Lo que necesito es que hagas tu trabajo.
Está esperando en la Sala VIP Uno, y no es un hombre al que le guste que lo hagan esperar.
Mi mente corría, buscando rutas de escape, excusas, cualquier cosa.
Pero la cruda realidad me rodeaba: no podía huir.
No otra vez.
Huir anoche claramente solo había despertado su interés.
Después de cuatro años de seguridad cuidadosamente construida, de construir una nueva vida donde Rhys Knight ya no podía lastimarme, mi pasado me había encontrado.

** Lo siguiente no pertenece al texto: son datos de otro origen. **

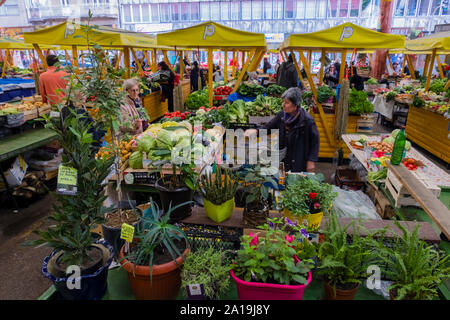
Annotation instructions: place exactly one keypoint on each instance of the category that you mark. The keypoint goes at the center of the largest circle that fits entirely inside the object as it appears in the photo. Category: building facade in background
(274, 17)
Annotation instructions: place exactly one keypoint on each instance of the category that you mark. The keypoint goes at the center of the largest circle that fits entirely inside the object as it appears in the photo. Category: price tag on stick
(67, 181)
(127, 232)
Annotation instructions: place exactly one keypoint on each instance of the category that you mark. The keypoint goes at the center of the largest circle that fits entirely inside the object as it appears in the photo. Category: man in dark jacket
(287, 74)
(297, 133)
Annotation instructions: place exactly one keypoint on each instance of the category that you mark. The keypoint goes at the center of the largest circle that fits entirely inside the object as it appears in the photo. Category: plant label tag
(127, 232)
(67, 181)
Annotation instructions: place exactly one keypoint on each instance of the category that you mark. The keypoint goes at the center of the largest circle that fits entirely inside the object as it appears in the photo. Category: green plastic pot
(221, 212)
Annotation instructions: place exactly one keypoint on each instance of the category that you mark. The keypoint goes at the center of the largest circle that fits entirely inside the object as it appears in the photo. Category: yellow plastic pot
(221, 212)
(313, 219)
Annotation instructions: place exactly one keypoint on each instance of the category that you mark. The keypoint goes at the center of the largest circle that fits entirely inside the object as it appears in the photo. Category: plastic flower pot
(221, 212)
(92, 285)
(166, 278)
(269, 291)
(314, 219)
(341, 294)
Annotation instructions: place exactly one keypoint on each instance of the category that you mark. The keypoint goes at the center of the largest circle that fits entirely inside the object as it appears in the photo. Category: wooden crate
(365, 124)
(401, 195)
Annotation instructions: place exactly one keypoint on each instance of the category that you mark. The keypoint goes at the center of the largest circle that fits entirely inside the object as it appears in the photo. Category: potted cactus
(218, 194)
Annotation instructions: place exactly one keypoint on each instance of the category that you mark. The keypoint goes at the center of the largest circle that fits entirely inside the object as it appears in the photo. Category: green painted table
(119, 289)
(31, 139)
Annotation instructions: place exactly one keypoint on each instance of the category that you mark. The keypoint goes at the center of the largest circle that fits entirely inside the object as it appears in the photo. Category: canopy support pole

Y estaba exigiendo mi presencia.
Con manos temblorosas, recogí la bandeja caída, enderecé mis hombros y tomé un respiro profundo.
«Sirve las bebidas.
No te involucres.
Mantente profesional», murmuré para mí misma, un mantra de supervivencia mientras me dirigía hacia la Sala VIP Uno, donde el hombre que una vez había destrozado mi corazón—y mi alma misma—estaba esperando.
El hombre que, incluso ahora, hacía que mi traicionero cuerpo vibrara con conciencia a través de nuestro vínculo de pareja nunca verdaderamente roto.
El hombre que había esperado no volver a ver jamás.